The database schema will be created/migrated after the service started with quarkus:dev.

Frontend Setup

The frontend project is located at ./mega-zep-frontend.

  1. Install global dependencies
    npm install -g @angular/cli

  2. Go to the project
    cd ./mega-zep-frontend/src/main/angular/frontend

  3. Install project dependencies
    npm install

  4. Start webserver
    npx ng serve

  5. Test the frontend
    npx ng test

The frontend will take some time to come up which is due to the compilation process which takes some time.

Secrets

The following file ./mega-zep-backend/.env contains the secret values and has to be added manually by the developers.

/mega-zep-backend/.env
# The auth token provided by ZEP
TOKEN=***
# The gmail password to use
MAILER_PASSWORD=***
## STAGE deployments only, not for local
# The database user
DB_USER=***
# the database users password
DB_PASSWORD=***
# the host:port where to reach the database
DB_HOST=***
Important
Without this file the backend won’t start.

Database

MEGA uses a database to store persistent data whereby the database is managed by liquibase.

Local development with PostgreSQL

For the local development we use Postgres which is automatically setup by liquibase during mvn quarkus:dev startup.
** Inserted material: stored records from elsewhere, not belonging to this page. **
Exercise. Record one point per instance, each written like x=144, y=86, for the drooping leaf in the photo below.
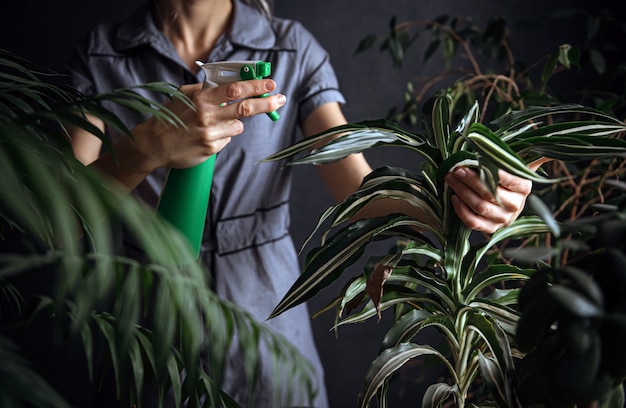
x=388, y=362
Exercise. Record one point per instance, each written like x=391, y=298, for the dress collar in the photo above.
x=250, y=29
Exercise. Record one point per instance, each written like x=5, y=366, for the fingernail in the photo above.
x=451, y=179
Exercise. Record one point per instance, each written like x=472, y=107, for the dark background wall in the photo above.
x=46, y=32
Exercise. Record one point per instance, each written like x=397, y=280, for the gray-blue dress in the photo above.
x=246, y=245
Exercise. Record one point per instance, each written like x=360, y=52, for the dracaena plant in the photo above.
x=57, y=226
x=435, y=277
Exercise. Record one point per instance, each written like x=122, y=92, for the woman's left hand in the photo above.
x=477, y=207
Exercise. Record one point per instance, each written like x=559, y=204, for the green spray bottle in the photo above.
x=184, y=199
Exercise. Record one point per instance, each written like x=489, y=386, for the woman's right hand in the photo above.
x=209, y=128
x=155, y=144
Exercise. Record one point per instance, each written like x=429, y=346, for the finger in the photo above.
x=475, y=197
x=465, y=181
x=473, y=220
x=255, y=106
x=238, y=90
x=514, y=183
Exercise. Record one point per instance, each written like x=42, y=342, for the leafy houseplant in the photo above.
x=60, y=266
x=573, y=316
x=437, y=278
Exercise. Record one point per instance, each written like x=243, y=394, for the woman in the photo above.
x=246, y=243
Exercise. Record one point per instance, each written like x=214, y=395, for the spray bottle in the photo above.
x=184, y=199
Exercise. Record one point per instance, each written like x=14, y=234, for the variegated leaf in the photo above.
x=389, y=361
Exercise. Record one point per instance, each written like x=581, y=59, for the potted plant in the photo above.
x=437, y=278
x=60, y=267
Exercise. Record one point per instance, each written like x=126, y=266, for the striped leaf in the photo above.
x=493, y=275
x=344, y=140
x=326, y=264
x=437, y=394
x=388, y=362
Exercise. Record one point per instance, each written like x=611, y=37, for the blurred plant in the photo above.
x=436, y=278
x=481, y=64
x=573, y=316
x=60, y=264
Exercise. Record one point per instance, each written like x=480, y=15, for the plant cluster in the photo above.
x=469, y=293
x=436, y=278
x=573, y=316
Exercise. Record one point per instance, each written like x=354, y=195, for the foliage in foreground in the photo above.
x=59, y=223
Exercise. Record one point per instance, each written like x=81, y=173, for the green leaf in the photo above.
x=388, y=362
x=325, y=264
x=493, y=275
x=437, y=394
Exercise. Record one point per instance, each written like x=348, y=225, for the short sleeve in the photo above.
x=318, y=82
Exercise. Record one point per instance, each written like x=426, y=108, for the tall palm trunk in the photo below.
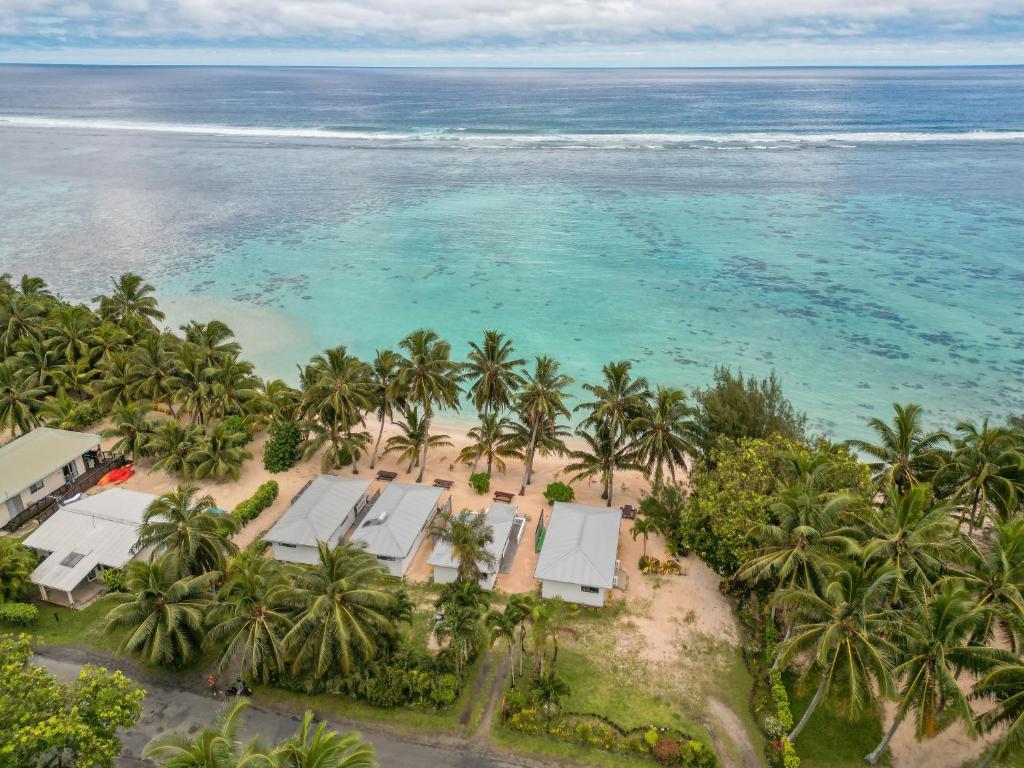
x=529, y=458
x=810, y=709
x=872, y=758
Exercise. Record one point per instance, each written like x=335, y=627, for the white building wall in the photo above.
x=571, y=593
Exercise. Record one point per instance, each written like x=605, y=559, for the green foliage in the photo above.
x=735, y=408
x=558, y=492
x=115, y=580
x=251, y=507
x=18, y=613
x=283, y=446
x=45, y=722
x=480, y=482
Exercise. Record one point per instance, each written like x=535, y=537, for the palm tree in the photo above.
x=162, y=611
x=541, y=401
x=218, y=747
x=937, y=647
x=469, y=537
x=409, y=442
x=905, y=453
x=342, y=608
x=913, y=536
x=220, y=454
x=1004, y=685
x=19, y=400
x=323, y=749
x=130, y=303
x=985, y=467
x=995, y=577
x=600, y=459
x=491, y=368
x=185, y=527
x=493, y=439
x=387, y=391
x=844, y=629
x=131, y=428
x=171, y=444
x=248, y=621
x=664, y=433
x=429, y=378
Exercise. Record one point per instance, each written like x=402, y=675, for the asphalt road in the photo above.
x=172, y=709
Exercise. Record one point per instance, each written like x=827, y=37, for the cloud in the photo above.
x=496, y=25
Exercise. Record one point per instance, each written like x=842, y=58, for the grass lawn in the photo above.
x=832, y=738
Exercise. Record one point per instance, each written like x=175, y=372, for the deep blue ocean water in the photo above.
x=861, y=231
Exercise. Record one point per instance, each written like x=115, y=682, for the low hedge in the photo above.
x=19, y=613
x=263, y=498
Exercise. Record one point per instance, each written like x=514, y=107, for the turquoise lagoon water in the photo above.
x=860, y=232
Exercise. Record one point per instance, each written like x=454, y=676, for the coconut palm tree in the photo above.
x=541, y=402
x=131, y=428
x=130, y=303
x=218, y=747
x=914, y=536
x=342, y=609
x=429, y=378
x=663, y=433
x=844, y=629
x=220, y=454
x=905, y=454
x=387, y=392
x=186, y=528
x=162, y=612
x=985, y=468
x=492, y=370
x=600, y=459
x=493, y=439
x=936, y=649
x=318, y=748
x=469, y=537
x=247, y=622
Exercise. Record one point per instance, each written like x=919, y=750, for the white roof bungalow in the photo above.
x=82, y=539
x=501, y=518
x=324, y=511
x=396, y=524
x=578, y=559
x=36, y=464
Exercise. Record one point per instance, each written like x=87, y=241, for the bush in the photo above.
x=19, y=613
x=283, y=446
x=480, y=482
x=558, y=492
x=263, y=498
x=115, y=580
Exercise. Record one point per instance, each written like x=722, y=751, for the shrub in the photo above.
x=283, y=446
x=19, y=613
x=480, y=482
x=263, y=498
x=667, y=751
x=115, y=580
x=558, y=492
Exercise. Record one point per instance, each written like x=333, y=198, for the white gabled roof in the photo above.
x=34, y=456
x=500, y=517
x=580, y=546
x=100, y=528
x=396, y=519
x=318, y=512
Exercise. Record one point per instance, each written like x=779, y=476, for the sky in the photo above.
x=514, y=33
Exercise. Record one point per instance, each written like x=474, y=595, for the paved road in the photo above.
x=167, y=708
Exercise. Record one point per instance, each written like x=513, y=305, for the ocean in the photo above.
x=860, y=231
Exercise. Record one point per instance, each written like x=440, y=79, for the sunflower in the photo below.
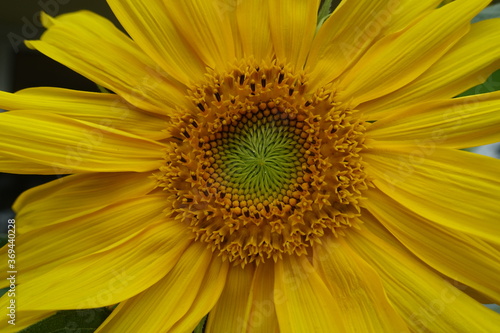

We use the liquibase-maven-plugin which provides maven goals to manage the local database. The source definition of our database schema is the JPA datamodel, and we generate the changeset files via the liquibase-maven-plugin.

Important
All liquibase maven goals work on the compiled sources and resources located in ./mega-zep-backend/target/classes/.

How to use Liquibase

The following sections provide information about how to use the liquibase-maven-plugin properly.

How to generate a full changeset?

  1. Drop the current database schema
    mvn liquibase:dropAll

  2. Generate the changeset
    mvn liquibase:generateChangeLog

Important
Ensure that the generated full changeset is proper and that everything has been defined in the JPA model.

How to generate a diff changeset?

  1. Ensure the database is consistent with the current liquibase definitions
    liquibase:update

  2. Generate the diff changeset
    mvn liquibase:diff

How to apply a changeset?

  1. Apply newly created changeset
    liquibase:update

Important
Liquibase updates only work on consistent database states defined by changeset files, and the state persisted in the liquibase specific tables, so if a changeset has already been applied then it cannot be reapplied again anymore, and the database needs to be dropped and recreated in full.

How to test a new changeset?

  1. Try clean install and H2 setup during tests
    mvn clean install

  2. Try application in development and Postgres setup
    mvn quarkus:dev

Important
Ensure that the database state is on the current released version.

Test with H2

For the unit tests we use H2 which is automatically setup by liquibase. We always get a new H2 instance for each test execution, therefore there will never be incompatibilities, therefore developers don’t need to anything.